The results of experiments carried out in Argentina indicate that sowing wheat following wheat in no tillage is possible without significant yield losses if effective disease management practices including moderately resistant cultivars, N fertilization and fungicides are applied.”

Authors: Simon, M. R., et al.
Affiliation: National University of La Plata, Argentina.
Title: Recent Advances on Integrated Foliar Disease Management with Special Emphasis in Argentina Wheat Production.
Source: InTech.

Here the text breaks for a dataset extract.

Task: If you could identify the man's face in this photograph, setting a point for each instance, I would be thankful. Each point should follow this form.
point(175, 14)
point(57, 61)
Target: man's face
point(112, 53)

Fungicides – Showcases of Integrated Plant Disease Management from Around the World. Available at: http://www.intechopen.com/books/fungicides-showcases-of-integrated-plant-disease-management-from-around-the-world

No Small Wonder Why Farmers Use Herbicides

Soybean Growth With and Without Herbicide Treatments

Soybean Growth With and Without Herbicide Treatments

Farmers all over the world use herbicides to prevent weeds from taking over their fields. A large number of non-chemical methods of weed control have been tested and are available. However, farmers prefer herbicides. A prominent weed scientist cites the reasons why…..

“In comparison with herbicides, non-chemical methods of weed control are often: less effective, more unpredictable, more expensive, have labour/timeliness constraints, may not reduce the requirement for herbicides, may provide little or no visual evidence of success, may have adverse environmental implications and are often more complex to manage.”

Author: Moss, S. R.
Affiliation: Plant and Invertebrate Ecology Department, Rothamsted Research, Hertfordshire, UK.
Title: Weed research: is it delivering what it should?